For $N\in\mathbb N$, I am interested in the inverse of the matrix
$$M=\left(\begin{matrix}N&a&\dots&\dots&a\\ \bar a&N & a&\dots&a\\ \vdots &\ddots & \ddots&\ddots&\vdots\\ \bar a& \dots & \bar a&N&a\\ \bar a &\dots&\dots&\bar a &N \end{matrix}\right) \in \mathbb C^{N\times N}$$ where $a\in\mathbb C$ with $\lvert a\rvert<1$. That is, $M$ is a strictly diagonal dominant matrix with $a$ above the diagonal, $\bar a$ below the diagonal and $N$ on the diagonal. More specifically, I am interested in $$\langle e,M^{-1}e\rangle$$ where $e=(1,\dots,1)^T\in\mathbb R^N$.
If $a$ is real, everything is rather simple: We can write $$M^{-1}=[(N-a)1+a\, ee^T]^{-1}=\frac{1}{N-a}1-\frac{1}{N-a}\frac{a\, ee^T}{N-a+a\,e^Te}=\frac{1}{N-a}\left[1-\frac{a}{(1+a)N-a}ee^T\right],$$ for example by the Sherman-Morrison formula. Anything that can be done for complex $a$?

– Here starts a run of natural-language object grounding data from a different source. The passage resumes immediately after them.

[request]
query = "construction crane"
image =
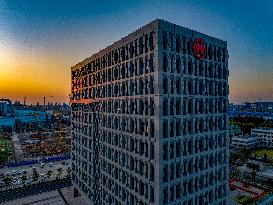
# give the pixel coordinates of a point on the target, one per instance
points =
(93, 106)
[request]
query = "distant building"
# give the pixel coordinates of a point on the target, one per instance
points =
(234, 130)
(260, 137)
(6, 108)
(266, 135)
(247, 141)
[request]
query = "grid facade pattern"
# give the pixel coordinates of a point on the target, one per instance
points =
(163, 121)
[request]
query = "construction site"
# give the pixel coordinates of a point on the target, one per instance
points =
(35, 131)
(53, 141)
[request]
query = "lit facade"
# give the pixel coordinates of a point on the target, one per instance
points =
(163, 94)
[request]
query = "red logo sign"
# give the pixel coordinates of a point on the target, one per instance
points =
(199, 48)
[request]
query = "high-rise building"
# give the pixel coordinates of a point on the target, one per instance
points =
(149, 119)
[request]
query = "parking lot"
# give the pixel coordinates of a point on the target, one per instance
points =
(57, 169)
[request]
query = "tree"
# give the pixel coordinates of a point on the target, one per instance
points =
(24, 178)
(265, 157)
(49, 173)
(68, 171)
(7, 180)
(60, 171)
(35, 176)
(245, 154)
(253, 174)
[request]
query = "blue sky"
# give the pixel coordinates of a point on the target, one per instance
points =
(58, 34)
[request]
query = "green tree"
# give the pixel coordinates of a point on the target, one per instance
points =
(68, 171)
(244, 154)
(60, 171)
(7, 180)
(49, 173)
(253, 174)
(265, 157)
(35, 176)
(24, 178)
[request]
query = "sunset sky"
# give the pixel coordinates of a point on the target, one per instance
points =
(41, 39)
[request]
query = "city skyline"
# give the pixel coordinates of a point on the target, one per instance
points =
(41, 40)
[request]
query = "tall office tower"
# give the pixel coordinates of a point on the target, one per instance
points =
(149, 119)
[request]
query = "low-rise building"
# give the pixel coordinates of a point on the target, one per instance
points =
(247, 141)
(265, 134)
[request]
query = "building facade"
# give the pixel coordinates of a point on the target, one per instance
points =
(163, 96)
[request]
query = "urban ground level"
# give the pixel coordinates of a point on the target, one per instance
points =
(261, 152)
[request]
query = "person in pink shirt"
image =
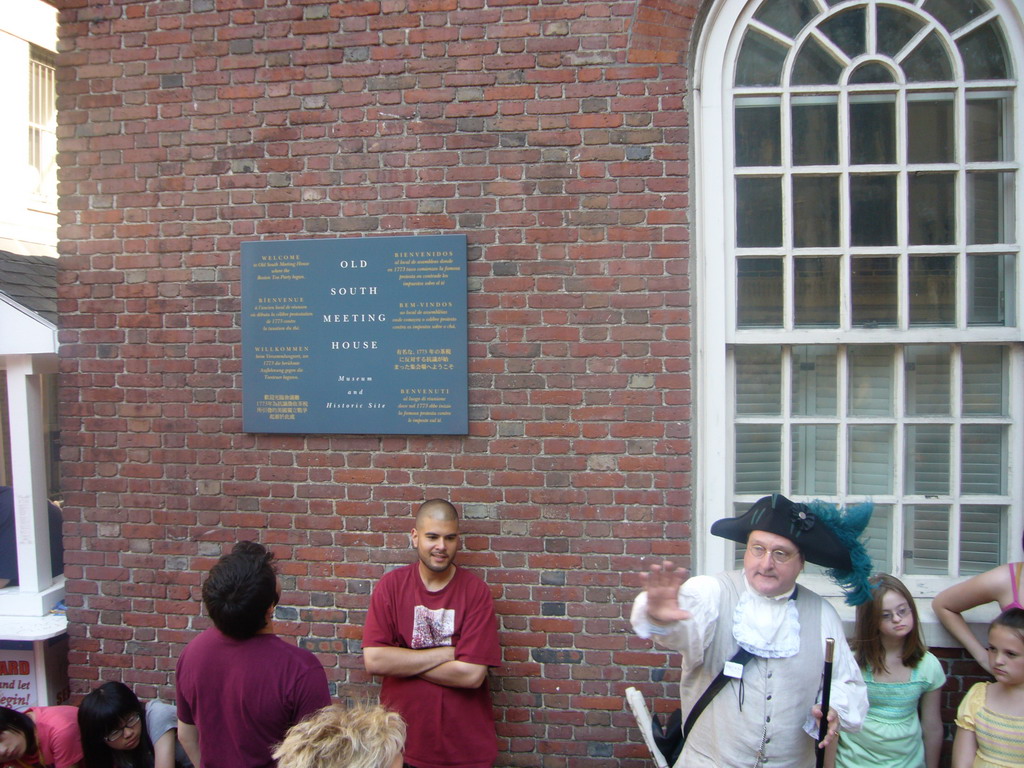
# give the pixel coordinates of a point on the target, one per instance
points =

(This is too long for a comment.)
When $N=3$, the expression of $M^{-1}$ is already rather messy. I'm not sure if there is any simple formula for $M^{-1}$ with a general $N$. Note that the complex case is very different from the real case. In the real case, $M$ is just a rank-one update of a scalar matrix, but in the complex case, $M$ is almost never such a rank-one update, because it almost always has $N$ distinct eigenvalues.
Anyway, your $M$ is a Toeplitz matrix. As there is a huge volume of research on Toeplitz matrices, you may search the internet or any research database for relevant results.
In general, the inverse of a Toeplitz matrix is not Toeplitz, but in your case, it is. Here is the reason. First, let $b=\bar a$ and $$ T=\pmatrix{ b&a&\dots&\dots&a\\ b&\ddots&\ddots&\ddots&\vdots\\ \vdots&\ddots&\ddots&\ddots&\vdots\\ \vdots&\ddots&\ddots&\ddots&a\\ b&\dots&\dots&b&b}, \quad C=\pmatrix{ 0&&&&-\frac{a}{b}\\ -1&\ddots\\ &\ddots&\ddots\\ &&\ddots&\ddots\\ &&&-1&0}. $$ It is straightforward to verify that $T^{-1}=\frac1{b-a}(I+C)$. Now, by Cayley-Hamilton, $M^{-1}$ is a polynomial in $M=(N-b)I+T$. Hence it is also a polynomial in $T$, a polynomial in $T^{-1}$ and a polynomial in $C$. It is easy to verify that every power of $C$ is a Toeplitz matrix. Therefore $M^{-1}$ must be Toeplitz too.